-No właśnie nie pora na sprzeczki, więc bier ten sztylet!-warknęłam-Poradzę sobie
-Katherina.......-przeciągnął poważnie
Popatrzyłam na niego i zaraz się , wydłużyłam pazury i wyskoczyłam przed niego, a następnie oderwałam głowę tej wysokiej postaci. Odskoczyłam od niej i ponownie wyzwoliłam swoje cienie, które znów skutecznie zaczęły zabijać te stwory, dobrze sobie wszyscy radziliśmy. W pewnym momencie te postacie otoczyły nas,tak że nie było ani jednej drogi ucieczki, po prostu tak zagrodziły przejścia,że no.......
Walczyliśmy oboje z nimi czasami wymieniając się stronami, szło nam całkiem nieźle.
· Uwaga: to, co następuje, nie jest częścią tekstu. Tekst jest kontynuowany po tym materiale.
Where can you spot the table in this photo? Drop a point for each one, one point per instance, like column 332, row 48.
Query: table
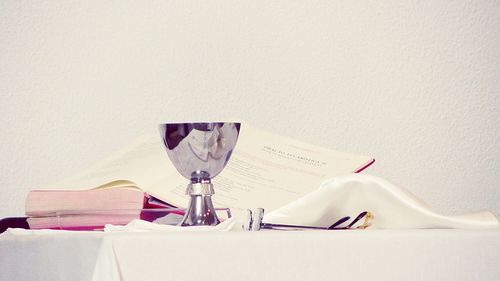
column 265, row 255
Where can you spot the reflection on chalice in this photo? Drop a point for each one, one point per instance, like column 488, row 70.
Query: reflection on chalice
column 200, row 151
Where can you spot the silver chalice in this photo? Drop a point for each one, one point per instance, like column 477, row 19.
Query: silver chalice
column 200, row 151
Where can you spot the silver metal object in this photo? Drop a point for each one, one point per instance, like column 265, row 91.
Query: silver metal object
column 199, row 152
column 256, row 224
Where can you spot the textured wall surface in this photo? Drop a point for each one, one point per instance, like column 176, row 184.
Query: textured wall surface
column 415, row 84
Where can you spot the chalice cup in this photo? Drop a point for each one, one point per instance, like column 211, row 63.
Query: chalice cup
column 199, row 152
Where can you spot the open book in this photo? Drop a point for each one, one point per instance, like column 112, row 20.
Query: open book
column 265, row 171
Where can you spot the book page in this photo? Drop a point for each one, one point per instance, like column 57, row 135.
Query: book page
column 265, row 171
column 268, row 171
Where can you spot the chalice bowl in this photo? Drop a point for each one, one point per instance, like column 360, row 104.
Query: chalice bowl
column 199, row 152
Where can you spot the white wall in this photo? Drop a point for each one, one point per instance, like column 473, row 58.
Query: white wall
column 415, row 84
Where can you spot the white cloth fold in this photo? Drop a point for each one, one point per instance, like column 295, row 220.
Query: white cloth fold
column 231, row 224
column 391, row 206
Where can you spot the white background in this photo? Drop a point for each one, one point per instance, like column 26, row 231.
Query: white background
column 415, row 84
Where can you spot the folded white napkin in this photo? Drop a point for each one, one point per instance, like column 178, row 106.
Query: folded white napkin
column 231, row 224
column 390, row 205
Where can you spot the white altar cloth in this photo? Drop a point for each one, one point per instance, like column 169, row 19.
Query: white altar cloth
column 266, row 255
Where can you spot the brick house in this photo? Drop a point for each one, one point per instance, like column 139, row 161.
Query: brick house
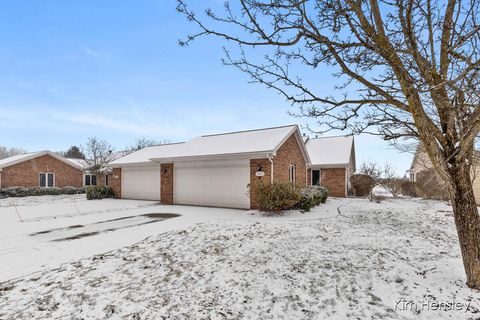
column 421, row 162
column 213, row 170
column 101, row 178
column 217, row 170
column 332, row 163
column 39, row 169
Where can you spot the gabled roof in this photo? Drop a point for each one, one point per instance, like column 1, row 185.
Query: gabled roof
column 143, row 156
column 246, row 143
column 331, row 151
column 10, row 161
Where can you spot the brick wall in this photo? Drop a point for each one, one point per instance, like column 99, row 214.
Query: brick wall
column 166, row 183
column 115, row 181
column 255, row 181
column 289, row 153
column 334, row 180
column 26, row 174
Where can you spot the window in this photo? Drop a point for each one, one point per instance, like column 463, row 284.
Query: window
column 46, row 180
column 292, row 170
column 412, row 177
column 90, row 180
column 315, row 177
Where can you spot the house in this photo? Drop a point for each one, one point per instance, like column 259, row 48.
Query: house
column 421, row 162
column 213, row 170
column 218, row 169
column 40, row 169
column 332, row 163
column 93, row 179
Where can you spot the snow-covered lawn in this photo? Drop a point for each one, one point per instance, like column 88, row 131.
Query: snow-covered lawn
column 349, row 259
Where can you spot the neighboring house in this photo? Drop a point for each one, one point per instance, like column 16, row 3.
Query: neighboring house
column 91, row 179
column 421, row 162
column 40, row 169
column 213, row 170
column 216, row 170
column 332, row 163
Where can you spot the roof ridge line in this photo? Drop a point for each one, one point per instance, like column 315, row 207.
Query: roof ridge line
column 251, row 130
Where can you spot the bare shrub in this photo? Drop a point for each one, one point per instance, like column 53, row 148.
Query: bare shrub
column 408, row 188
column 430, row 186
column 362, row 184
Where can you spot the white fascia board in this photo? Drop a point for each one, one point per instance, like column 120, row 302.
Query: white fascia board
column 250, row 155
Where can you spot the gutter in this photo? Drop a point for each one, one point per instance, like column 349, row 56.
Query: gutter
column 269, row 156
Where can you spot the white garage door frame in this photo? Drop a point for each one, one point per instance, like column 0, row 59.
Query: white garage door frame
column 141, row 182
column 222, row 183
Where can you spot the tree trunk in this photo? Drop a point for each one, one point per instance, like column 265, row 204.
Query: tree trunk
column 467, row 222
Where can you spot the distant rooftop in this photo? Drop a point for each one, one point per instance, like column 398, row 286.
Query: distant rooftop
column 330, row 151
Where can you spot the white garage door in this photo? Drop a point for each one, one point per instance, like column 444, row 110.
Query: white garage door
column 141, row 182
column 220, row 184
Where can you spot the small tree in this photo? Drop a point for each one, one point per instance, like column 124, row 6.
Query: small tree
column 373, row 170
column 390, row 181
column 74, row 152
column 143, row 142
column 430, row 186
column 98, row 153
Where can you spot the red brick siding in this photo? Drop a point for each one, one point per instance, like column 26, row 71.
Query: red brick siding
column 115, row 181
column 334, row 180
column 289, row 153
column 166, row 183
column 255, row 181
column 25, row 174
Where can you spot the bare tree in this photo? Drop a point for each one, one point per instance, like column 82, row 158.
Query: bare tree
column 143, row 142
column 98, row 153
column 9, row 152
column 73, row 152
column 412, row 67
column 390, row 180
column 374, row 171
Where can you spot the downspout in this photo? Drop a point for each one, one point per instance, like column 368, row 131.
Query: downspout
column 346, row 181
column 269, row 156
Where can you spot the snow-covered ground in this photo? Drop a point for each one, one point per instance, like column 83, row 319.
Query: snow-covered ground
column 349, row 258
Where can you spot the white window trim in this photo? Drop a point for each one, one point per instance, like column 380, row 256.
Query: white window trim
column 46, row 179
column 88, row 174
column 319, row 176
column 292, row 173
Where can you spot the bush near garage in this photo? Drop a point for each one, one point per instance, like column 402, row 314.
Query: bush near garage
column 408, row 189
column 362, row 184
column 99, row 192
column 280, row 196
column 311, row 197
column 277, row 196
column 38, row 191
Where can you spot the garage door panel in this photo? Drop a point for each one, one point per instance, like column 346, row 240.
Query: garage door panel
column 221, row 186
column 141, row 183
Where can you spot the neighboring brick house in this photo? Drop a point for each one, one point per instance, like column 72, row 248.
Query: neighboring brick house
column 421, row 162
column 39, row 169
column 101, row 178
column 332, row 163
column 213, row 170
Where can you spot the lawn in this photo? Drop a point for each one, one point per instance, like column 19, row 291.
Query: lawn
column 349, row 259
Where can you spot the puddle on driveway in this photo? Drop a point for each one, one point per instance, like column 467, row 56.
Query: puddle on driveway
column 96, row 228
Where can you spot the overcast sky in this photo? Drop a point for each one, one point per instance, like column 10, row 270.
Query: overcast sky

Nie czułam już żadnego innego bólu , więc moje cienie już tak nie obrywały jak wcześniej kiedy było ich więcej.
-Romeo, jest ich za dużo-powiedziałam już ledwie łapiąc oddech
-Co jest ,Kotku?-zapytał
-Nic tylko.........eh nie mam już siły-mruknęłam
Romeo, nachylił się nade mną , a ja w tej samej chwili zobaczyłam, jak ta postać wymierza w niego swoimi pazurami.
-Romeo!-wrzasnęłam
Pociągnęłam go tak,że poleciał na ziemię, a ja go osłoniłam swoim ciałem. Poczułam przeszywający ból w brzuchu, a konkretniej w okolicach serca. Jęknęłam cicho i przymknęłam oczy, osuwając się na ziemię. W tej samej chwili zapanowała błoga, cisza otworzyłam ledwie oczy i rozejrzałam się, a postacie zniknęły.